I don't think I understand this. The point of running a quickcheck property in the loop is, I presume, to explore the space of inputs more thoroughly. The same effect can be achieved by increasing the number of tests. There are trade offs between these approaches, and you may even want to combine them. For example, running in a loop is done on-demand, so you only pay for the cost of a large number of tests specifically when you want to pay for it. But increasing the number of tests to N+1 from N will always explore more of the input space every time you run the tests, at the cost of running the additional test.

ethanpailes commented 6 years ago

I don't think I understand this.

I don't think I explained my thought processes thoroughly enough. Sorry about that. Let's see if a concrete example will make what I mean clearer. I recently ran the script I posted in the original issue for about a day and a half (no kill like overkill right?) in order to make sure that there were no more quickcheck issues in the regex PR that just got merged. I just let it run and then walked away, knowing that it would keep going until I came back and told it to give up or until it found another bug. I'm not confident in my ability to translate "run for N iterations" into "run for M hours", so the unbounded nature of the script is nice.
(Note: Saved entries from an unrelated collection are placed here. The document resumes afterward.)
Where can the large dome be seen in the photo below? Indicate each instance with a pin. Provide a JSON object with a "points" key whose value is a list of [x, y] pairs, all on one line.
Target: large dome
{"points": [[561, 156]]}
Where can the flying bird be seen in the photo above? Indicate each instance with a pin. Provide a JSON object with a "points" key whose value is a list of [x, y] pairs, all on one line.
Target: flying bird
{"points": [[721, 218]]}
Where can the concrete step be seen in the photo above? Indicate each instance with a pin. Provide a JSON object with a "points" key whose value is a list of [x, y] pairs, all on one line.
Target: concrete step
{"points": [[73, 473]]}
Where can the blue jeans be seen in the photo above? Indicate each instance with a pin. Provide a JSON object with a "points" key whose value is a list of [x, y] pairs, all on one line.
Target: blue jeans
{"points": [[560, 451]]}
As I understand it when you run cargo test for a project with 3 quickcheck properties (call them qc1, qc2, and qc3), it will run qc1 for the number of tests you have asked for, then move on to qc2 and qc3. If you've asked for lots of tests it will take a long time to move on from each test.

The starvation issue comes up if you crank the number of tests up so high that runtime is effectively unbounded (so you can walk away and come back whenever). It seems like you would never get out of qc1. Alternatively, you could not crank the number of tests up that high, but then it won't run until a bug pops up or you tell it to stop anymore. Basically, I agree that increasing the number of tests and running in a loop both explore the space more thoroughly, but I want to make sure that quickcheck properties have their space explored in a round robin way rather than a depth first way.

Am I making sense or is my mental model of how quickcheck and cargo test interact off base?

BurntSushi commented 6 years ago

@ethanpailes Yeah that makes sense. It kinda feels like we're saying roughly the same thing.

What is the action item here? Running quickcheck in a loop is certainly not an ideal situation. It's more of a hack than anything else. But perhaps it is pragmatic. I'm undecided if it belongs in the README or not. If someone added a quick note somewhere, I don't think I'd be opposed to it.

ethanpailes commented 6 years ago

@BurntSushi, I definitly agree with you that the level of hackyness makes me uncomfortable. I think my platonic ideal feature (a flag to cargo) for this use case would involve cargo test (or maybe libtest) knowing things about the internal structure of quickcheck. I'll open a PR with a short note about running quickcheck in a loop. I think the main takeaway from this thread is that there are lots of ways to do it, so I'll try to convey the viewpoint that it is mostly a matter of taste.